Lembrei-me deste título. Parece ser um bom título. O texto deve, portanto, ser igualmente bom.
Ficariam desiludidos se eu confessasse que não me ocorre nada para além deste título, que, após profunda análise, já não parece tão extraordinário?
Olhei para a direita. Encontrei alguém diante duma máquina insurdecedora, a carregar determinadamente num botão, cujo clic arranha um ouvido sensível. Habituei-me a ele e a esse alguém que olha impertubável para um ecrá luminoso, contagiante e perigosamente luminoso.

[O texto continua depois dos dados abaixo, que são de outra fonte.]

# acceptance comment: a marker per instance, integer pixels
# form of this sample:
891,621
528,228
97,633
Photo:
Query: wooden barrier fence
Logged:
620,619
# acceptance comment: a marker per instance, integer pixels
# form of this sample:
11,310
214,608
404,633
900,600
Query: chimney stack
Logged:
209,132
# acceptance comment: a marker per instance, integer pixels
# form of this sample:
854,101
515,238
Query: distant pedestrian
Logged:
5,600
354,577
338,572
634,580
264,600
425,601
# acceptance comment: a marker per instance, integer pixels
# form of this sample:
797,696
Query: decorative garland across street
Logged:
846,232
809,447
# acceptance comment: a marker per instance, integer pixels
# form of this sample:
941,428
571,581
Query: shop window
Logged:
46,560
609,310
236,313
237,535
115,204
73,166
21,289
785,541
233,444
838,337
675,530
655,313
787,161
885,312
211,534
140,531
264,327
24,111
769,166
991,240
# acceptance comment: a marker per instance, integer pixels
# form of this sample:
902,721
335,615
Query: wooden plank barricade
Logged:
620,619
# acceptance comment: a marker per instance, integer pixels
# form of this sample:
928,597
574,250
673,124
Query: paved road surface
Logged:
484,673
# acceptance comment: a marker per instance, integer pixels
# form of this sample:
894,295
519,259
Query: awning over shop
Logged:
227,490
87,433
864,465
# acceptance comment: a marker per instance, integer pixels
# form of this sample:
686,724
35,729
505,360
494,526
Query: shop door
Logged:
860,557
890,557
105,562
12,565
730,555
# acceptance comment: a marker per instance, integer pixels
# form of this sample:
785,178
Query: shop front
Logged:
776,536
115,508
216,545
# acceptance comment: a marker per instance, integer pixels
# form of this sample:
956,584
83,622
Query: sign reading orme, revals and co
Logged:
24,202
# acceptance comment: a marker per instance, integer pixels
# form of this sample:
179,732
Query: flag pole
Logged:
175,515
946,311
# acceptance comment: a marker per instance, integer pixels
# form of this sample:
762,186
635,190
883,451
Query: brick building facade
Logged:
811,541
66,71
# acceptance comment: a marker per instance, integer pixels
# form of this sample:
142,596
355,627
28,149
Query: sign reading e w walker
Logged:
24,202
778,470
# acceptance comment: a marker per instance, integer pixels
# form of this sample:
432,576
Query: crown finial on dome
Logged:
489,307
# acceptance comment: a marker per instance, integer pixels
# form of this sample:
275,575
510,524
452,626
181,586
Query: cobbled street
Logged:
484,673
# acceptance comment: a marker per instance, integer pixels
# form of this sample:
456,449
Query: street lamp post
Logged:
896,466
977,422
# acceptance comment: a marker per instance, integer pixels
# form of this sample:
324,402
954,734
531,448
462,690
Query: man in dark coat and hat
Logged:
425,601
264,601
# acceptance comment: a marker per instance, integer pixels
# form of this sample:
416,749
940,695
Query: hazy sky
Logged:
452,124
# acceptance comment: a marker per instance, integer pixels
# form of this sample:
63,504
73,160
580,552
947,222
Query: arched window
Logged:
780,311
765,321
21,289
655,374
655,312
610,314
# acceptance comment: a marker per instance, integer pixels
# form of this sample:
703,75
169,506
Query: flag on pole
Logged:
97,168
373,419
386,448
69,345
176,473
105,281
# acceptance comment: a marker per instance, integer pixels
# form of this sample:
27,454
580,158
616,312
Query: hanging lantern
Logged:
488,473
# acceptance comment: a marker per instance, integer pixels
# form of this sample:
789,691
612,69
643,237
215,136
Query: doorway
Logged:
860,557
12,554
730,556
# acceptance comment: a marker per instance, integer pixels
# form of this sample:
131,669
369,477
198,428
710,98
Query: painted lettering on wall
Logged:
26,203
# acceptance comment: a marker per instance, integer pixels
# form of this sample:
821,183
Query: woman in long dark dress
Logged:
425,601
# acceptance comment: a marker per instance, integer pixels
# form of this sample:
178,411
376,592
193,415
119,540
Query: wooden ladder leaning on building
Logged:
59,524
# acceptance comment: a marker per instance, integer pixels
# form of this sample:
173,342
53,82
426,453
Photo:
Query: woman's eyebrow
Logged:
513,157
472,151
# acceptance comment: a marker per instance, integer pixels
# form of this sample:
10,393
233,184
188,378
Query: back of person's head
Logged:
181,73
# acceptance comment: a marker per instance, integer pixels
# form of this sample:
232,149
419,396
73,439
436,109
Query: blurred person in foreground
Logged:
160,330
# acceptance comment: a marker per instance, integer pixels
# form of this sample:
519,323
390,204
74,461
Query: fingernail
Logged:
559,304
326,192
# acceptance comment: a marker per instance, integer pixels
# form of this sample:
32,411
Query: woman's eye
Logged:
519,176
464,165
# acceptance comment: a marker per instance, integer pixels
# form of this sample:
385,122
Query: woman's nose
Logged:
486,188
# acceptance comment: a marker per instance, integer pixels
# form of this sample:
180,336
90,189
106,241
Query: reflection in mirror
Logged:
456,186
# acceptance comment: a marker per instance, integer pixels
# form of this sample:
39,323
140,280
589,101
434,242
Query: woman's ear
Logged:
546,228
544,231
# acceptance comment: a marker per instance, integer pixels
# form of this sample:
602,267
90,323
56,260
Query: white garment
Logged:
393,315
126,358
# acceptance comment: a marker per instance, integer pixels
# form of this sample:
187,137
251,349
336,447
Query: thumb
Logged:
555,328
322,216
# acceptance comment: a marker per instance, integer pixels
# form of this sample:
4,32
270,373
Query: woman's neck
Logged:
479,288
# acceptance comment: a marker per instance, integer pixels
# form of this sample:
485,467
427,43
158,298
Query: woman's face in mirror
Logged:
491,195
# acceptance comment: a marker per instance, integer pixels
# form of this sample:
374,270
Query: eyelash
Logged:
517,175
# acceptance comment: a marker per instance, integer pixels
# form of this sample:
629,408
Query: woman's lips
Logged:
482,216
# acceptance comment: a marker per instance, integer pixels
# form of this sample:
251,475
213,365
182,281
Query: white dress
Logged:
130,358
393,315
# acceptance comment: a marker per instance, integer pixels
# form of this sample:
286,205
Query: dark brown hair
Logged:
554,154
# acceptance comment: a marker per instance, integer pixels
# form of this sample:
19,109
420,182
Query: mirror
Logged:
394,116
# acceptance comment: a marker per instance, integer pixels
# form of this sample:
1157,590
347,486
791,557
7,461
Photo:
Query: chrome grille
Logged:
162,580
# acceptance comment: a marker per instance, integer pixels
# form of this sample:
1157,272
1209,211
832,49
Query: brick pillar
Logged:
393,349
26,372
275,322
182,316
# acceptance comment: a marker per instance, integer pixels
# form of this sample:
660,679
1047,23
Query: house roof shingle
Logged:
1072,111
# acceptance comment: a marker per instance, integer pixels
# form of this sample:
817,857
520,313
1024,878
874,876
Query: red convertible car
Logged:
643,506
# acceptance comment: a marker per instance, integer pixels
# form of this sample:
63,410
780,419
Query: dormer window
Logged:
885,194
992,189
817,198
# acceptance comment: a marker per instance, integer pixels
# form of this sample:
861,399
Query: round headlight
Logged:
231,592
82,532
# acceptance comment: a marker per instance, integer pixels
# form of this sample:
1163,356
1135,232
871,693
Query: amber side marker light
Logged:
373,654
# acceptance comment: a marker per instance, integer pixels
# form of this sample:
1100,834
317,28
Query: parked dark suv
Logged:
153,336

Olhei para a esquerda, quer dizer, olhei, mais precisamente, para nordeste, perscutando o exterior, em busca de algo mais excitante. Vi uma árvore; um pinheiro. Bravo, será? Não. Provavelmente manso. Estupidamente morto. Mas ele lembrou-me o Natal, festividade que, como tantas outras festa, ao mesmo tempo, consegue aborrecer-me de morte e levar-me a um estado de euforia genuína.
Esta reminiscência do passado (daqui vem o título) em particular é tristonha.
Uso este adjectivo [tristonha] porque quero acentuar a ridicularidade da tristeza da celebração em causa.
Um pinheiro pobremente enfeitado, bolas de algum material, não identificável no momento, com aspecto tosco e uma acumulação horrível de três pacotes embrulhados à pressa, cinco minutos antes.
Estão a ver a imagem?
Que bom. Era esse o meu objectivo. O meu aniversário aproxima-se e embora não seja necessária a presença de um pinheiro, os presentes são bem vindos! =D
Queiram desculpar-me pelo meu oportunismo evidente...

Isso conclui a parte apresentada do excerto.